Но знать все это, стоя в кухне «Кафе “Чё”?» и слушая этот гладкий монотонный голос врастяжечку, было никак не возможно. Штука в том, что Рики по-прежнему выпускал пластинки, и мне этого тоже хотелось. Я представлял, как записываюсь в «Фолкуэйз Рекордз». Вот на каком лейбле нужно издаваться. Там выходили все самые классные пластинки.

Песня Рики закончилась, а я отдал остатки фри Крошке Тиму и вернулся в зал посмотреть, что там поделывает Фред. Однажды я спросил, нет ли у него записанных пластинок, и он ответил: «Не моя игра». Фреду тьма служила мощным музыкальным оружием, но сколь бы умелым и сильным он ни был, как исполнителю ему чего-то не хватало. И я не мог понять, чего именно. Пока не увидел Дейва Ван Ронка.

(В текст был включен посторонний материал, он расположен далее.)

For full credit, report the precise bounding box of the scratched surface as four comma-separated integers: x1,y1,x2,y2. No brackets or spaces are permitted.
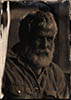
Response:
5,1,70,72
0,0,70,99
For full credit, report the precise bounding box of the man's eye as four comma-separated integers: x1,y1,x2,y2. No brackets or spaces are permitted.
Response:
47,37,53,41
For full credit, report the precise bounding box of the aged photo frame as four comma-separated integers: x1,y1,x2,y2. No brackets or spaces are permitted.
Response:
0,0,70,99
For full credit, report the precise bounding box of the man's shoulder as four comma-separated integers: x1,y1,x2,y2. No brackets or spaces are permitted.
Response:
51,62,64,74
7,49,17,58
50,63,69,99
7,42,22,58
46,63,69,99
50,62,65,81
5,42,24,71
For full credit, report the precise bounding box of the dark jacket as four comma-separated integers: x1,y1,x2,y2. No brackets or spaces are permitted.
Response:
2,43,69,99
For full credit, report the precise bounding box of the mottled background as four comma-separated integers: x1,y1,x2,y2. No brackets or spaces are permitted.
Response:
0,0,70,83
0,0,71,98
8,1,70,72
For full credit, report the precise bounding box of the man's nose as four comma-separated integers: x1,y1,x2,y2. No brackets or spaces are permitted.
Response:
44,37,48,48
43,37,48,48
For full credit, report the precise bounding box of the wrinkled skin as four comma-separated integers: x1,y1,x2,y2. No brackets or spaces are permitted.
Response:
24,30,55,68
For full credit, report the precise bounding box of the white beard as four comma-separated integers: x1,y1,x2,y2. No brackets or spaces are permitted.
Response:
25,44,55,68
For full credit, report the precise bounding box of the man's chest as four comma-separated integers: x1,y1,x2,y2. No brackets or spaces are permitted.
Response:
4,58,57,99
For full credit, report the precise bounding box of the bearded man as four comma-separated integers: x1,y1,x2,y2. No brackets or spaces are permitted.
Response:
2,10,69,99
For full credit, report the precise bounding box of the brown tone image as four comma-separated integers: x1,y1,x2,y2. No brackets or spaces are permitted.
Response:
0,0,70,99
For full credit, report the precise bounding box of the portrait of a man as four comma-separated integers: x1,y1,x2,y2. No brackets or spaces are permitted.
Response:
0,1,70,100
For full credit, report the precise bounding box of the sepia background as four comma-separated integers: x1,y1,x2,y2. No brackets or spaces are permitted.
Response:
5,1,70,72
0,0,71,98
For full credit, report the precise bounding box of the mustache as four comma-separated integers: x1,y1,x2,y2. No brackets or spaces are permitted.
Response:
24,46,54,57
35,49,50,56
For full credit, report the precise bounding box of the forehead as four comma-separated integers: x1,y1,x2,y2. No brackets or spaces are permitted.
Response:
35,29,54,37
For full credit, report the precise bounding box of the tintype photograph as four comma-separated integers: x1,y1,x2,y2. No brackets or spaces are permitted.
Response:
0,0,70,99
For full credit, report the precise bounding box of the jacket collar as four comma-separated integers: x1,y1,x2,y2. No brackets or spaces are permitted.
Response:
10,42,52,80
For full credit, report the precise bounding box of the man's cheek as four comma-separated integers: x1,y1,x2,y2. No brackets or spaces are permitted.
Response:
49,42,54,51
47,42,52,51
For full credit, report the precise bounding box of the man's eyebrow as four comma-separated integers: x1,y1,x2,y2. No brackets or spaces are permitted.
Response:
40,28,53,33
37,35,54,38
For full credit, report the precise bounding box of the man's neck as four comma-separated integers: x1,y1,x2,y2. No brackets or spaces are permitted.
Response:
21,54,48,78
32,67,42,78
28,61,47,78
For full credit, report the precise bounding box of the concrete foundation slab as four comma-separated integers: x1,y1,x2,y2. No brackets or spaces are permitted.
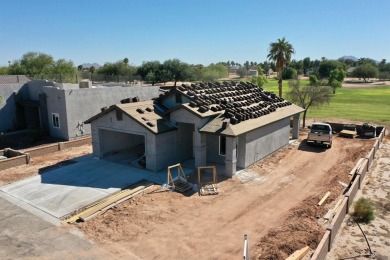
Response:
0,155,195,219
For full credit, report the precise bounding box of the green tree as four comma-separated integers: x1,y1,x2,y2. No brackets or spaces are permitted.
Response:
201,64,228,82
351,63,379,82
163,59,191,86
0,66,8,75
77,65,83,71
303,57,311,75
89,66,96,75
267,37,295,97
137,61,162,85
250,65,267,87
123,58,129,65
282,67,297,80
97,60,136,76
328,68,346,94
309,75,319,86
287,79,332,128
145,71,157,84
318,60,345,79
379,71,390,81
8,52,54,75
52,59,76,75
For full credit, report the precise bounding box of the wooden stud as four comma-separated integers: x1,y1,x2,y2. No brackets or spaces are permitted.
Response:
318,191,331,206
286,246,310,260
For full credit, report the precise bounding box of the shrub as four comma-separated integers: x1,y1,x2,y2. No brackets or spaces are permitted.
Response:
353,197,375,223
282,68,297,80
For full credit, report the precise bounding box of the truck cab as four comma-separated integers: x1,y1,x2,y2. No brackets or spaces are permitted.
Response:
307,123,333,148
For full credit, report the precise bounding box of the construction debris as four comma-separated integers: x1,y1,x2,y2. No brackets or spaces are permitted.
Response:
318,191,331,206
286,246,310,260
323,198,343,223
197,166,218,196
339,124,357,138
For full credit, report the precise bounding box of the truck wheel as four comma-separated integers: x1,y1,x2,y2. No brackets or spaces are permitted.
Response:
328,142,332,148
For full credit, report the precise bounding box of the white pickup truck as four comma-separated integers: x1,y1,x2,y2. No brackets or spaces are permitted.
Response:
307,123,333,148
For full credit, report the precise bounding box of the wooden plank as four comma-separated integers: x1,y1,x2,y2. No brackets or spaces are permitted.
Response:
63,183,152,223
333,198,343,212
349,158,364,175
286,246,310,260
318,191,330,206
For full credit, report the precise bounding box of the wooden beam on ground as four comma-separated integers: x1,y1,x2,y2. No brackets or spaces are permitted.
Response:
318,191,331,206
63,182,152,223
286,246,310,260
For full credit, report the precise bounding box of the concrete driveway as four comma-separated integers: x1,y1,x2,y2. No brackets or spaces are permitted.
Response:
0,155,194,219
0,196,115,259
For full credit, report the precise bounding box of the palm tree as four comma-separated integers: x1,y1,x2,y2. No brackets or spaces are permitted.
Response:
267,37,295,97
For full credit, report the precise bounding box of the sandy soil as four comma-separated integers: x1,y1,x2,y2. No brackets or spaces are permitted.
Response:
0,144,92,186
342,77,390,89
73,134,374,259
326,136,390,260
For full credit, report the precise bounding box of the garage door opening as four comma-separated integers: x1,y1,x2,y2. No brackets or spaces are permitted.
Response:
100,129,146,167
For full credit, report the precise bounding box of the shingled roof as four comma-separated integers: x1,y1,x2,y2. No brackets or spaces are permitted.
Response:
85,101,177,134
161,81,300,118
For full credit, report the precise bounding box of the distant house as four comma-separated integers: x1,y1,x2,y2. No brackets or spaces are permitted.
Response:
85,81,303,176
247,69,258,77
0,78,160,140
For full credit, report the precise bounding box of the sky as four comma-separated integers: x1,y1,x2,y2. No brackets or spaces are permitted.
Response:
1,0,390,67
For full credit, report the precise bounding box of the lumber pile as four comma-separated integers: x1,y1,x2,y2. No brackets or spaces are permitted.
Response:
63,180,153,223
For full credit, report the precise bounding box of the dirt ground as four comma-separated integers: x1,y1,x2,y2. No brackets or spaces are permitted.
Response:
326,136,390,260
342,77,390,89
0,144,92,186
70,132,374,259
0,135,379,259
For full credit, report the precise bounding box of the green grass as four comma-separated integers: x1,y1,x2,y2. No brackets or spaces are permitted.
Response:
262,78,390,125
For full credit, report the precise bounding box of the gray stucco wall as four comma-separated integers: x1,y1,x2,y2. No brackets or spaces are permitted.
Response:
161,92,192,109
243,118,290,167
170,108,211,130
43,87,68,140
153,130,179,170
178,123,194,161
0,83,27,131
90,109,179,172
44,86,160,140
26,80,56,100
206,134,225,164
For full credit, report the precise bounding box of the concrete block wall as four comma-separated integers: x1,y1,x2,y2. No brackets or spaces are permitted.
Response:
311,126,386,260
62,137,91,149
0,137,92,171
44,85,160,140
0,83,26,131
0,155,29,171
311,230,330,260
243,118,290,168
23,143,60,157
327,197,348,245
356,159,368,187
344,176,360,211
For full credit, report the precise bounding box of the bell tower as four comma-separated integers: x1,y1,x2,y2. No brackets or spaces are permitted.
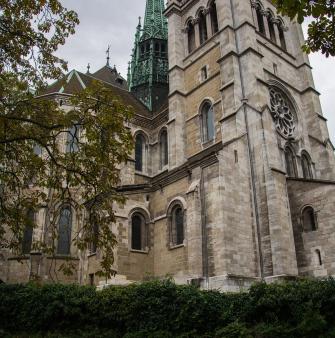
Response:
128,0,169,112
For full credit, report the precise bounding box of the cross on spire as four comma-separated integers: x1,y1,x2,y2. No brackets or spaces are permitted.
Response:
106,45,111,66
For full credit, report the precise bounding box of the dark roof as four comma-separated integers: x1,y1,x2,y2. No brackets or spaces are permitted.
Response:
92,65,128,90
39,69,152,118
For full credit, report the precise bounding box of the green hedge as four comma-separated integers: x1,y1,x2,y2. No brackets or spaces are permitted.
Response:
1,279,335,337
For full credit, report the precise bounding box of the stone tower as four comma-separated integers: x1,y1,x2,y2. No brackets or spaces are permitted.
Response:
128,0,169,112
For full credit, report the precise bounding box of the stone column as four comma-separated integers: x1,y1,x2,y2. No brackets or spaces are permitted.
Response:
262,10,270,39
194,19,200,49
186,176,203,279
205,8,212,38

Ван Ронк работал в «Газовом фонаре» – клубе загадочном: подминал под себя всю улицу и был престижнее прочих мест. Вокруг него витала тайна, над входом висел большой красочный транспарант, и там платили недельное жалованье. Надо было спуститься по лесенке рядом с баром под названием «Чайник рыбы»[10]. В «Газовом фонаре» выпивкой не торговали, но можно было приносить бутылки с собой в бумажных кульках. Днем клуб бывал закрыт, а в сумерках открывался, и шесть исполнителей сменяли друг друга ночь напролет. Тесный круг, и неизвестному новичку туда не пробиться. Никаких прослушиваний. Вот в таком клубе мне хотелось играть – нужно было играть.

Там выступал Ван Ронк. Дома на Среднем Западе я слышал его на пластинках и считал довольно клевым, а некоторые записи копировал пофразно. Он был страстен, он жалил, он пел как кондотьер. Судя по голосу, он заплатил свою цену. Ван Ронк мог выть и шептать, превращать блюз в баллады, а баллады – в блюз. Я обожал его стиль. Он для меня символизировал город. В Гринвич-Виллидж Ван Ронк был королем улицы, абсолютный монарх.

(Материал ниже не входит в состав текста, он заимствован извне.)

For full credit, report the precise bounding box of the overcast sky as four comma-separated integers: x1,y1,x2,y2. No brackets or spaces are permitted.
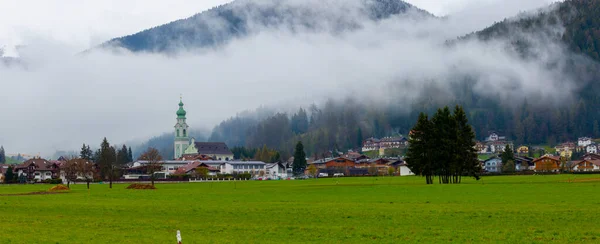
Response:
0,0,557,51
0,0,563,156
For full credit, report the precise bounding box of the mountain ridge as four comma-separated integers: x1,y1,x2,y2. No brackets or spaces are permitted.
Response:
98,0,434,53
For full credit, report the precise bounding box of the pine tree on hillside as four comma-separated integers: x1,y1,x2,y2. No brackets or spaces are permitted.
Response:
292,141,307,176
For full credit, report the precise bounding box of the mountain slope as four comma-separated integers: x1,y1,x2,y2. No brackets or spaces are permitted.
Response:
100,0,433,53
464,0,600,62
209,0,600,157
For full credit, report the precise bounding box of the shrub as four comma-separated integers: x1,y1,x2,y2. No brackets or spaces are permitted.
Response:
49,184,70,191
168,174,190,180
43,179,63,184
126,183,156,190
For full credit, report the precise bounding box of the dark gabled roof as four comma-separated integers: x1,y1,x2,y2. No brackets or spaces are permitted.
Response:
194,142,232,155
15,158,57,171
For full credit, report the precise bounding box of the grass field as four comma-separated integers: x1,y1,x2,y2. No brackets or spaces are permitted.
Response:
2,175,600,243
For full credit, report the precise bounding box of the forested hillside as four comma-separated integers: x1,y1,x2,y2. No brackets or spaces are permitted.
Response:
100,0,433,52
209,0,600,159
124,0,600,160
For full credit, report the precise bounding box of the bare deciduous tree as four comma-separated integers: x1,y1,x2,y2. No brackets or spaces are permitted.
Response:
62,157,79,188
78,160,96,189
138,147,163,186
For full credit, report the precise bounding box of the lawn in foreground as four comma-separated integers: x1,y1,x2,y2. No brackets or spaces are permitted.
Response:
1,175,600,243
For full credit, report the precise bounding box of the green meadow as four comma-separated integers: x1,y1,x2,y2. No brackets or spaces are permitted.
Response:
1,175,600,243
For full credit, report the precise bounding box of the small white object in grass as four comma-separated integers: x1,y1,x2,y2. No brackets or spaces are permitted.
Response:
176,230,182,243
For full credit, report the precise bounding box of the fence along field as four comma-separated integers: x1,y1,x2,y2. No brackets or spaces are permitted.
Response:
1,175,600,243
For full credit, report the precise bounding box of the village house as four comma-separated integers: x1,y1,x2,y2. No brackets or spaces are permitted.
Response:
124,160,267,179
555,142,576,158
14,158,60,181
516,146,529,155
488,141,513,154
474,142,487,154
361,136,407,152
361,138,380,152
514,156,534,171
582,153,600,161
586,143,598,154
578,137,593,147
571,159,600,172
477,132,513,154
386,159,414,176
265,162,290,179
58,159,96,183
173,162,220,176
483,157,502,173
485,132,506,142
379,137,407,150
533,155,562,172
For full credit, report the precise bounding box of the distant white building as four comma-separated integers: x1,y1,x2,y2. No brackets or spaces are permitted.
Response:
579,137,593,147
362,138,380,152
586,143,598,154
125,160,267,179
486,132,506,142
265,163,290,178
398,163,414,176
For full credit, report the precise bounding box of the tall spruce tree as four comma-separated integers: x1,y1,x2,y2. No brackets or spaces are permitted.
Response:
407,106,481,184
431,107,455,184
356,127,363,149
4,166,14,183
97,138,117,188
454,106,480,182
0,146,5,163
501,144,515,164
406,113,434,184
292,141,307,176
80,144,93,160
128,147,133,162
117,145,129,165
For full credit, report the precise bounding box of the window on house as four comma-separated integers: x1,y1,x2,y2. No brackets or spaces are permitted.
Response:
183,129,186,137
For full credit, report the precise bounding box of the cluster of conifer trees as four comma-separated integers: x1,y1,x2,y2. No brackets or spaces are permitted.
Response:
405,106,481,184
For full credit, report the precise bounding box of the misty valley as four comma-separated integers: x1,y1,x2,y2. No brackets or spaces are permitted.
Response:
2,0,600,243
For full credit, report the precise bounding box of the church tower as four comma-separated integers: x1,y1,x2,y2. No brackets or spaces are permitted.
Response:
174,97,190,159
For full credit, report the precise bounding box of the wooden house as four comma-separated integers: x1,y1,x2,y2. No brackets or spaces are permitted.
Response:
533,155,562,172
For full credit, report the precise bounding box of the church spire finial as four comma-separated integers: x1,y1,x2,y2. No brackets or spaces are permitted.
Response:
176,95,186,118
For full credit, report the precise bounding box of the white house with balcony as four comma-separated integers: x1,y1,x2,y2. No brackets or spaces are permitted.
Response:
579,137,593,147
586,143,598,154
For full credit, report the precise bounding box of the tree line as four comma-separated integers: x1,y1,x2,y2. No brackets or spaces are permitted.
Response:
405,106,481,184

Однажды холодным зимним днем на углу Томпсон и 3-й, в начинавшейся метели, когда сквозь дымку еще сочилось хилое солнце, я видел, как он приближается ко мне в ледяном молчании. Его ко мне как будто ветер нес. Мне хотелось заговорить с ним, но что-то не позволило. Я смотрел, как он проходит мимо, я заметил, как вспыхнули его глаза. Мгновение миновало, и я дал ему уйти. Хотя мне все равно хотелось ему сыграть. На самом деле мне хотелось сыграть кому угодно. Я никогда не мог просто сидеть в комнате и играть сам по себе. Мне нужно было играть для людей – причем постоянно. Можно сказать, я репетировал на публике, и вся моя жизнь становилась тем, чтó я репетировал. Я не спускал прицела с «Газового фонаря». Как можно? По сравнению с этим клубом остальные места на улице были безымянны и жалки, низкопробные тошниловки или мелкие кофейни, где исполнитель пускал по кругу шляпу. Но я все равно начал играть, где только мог. Выбора у меня не было. Узкие улочки просто кишели такими заведениями. Крохотные, разномастные, громкие и шумные, они обслуживали туристскую шушеру, что по ночам толпами бродила по улицам. Таким заведением могло стать что угодно – салон с двойными дверями, лавка с витриной, квартира на втором этаже с отдельным входом, подвал ниже уровня улицы, любая дыра в стене.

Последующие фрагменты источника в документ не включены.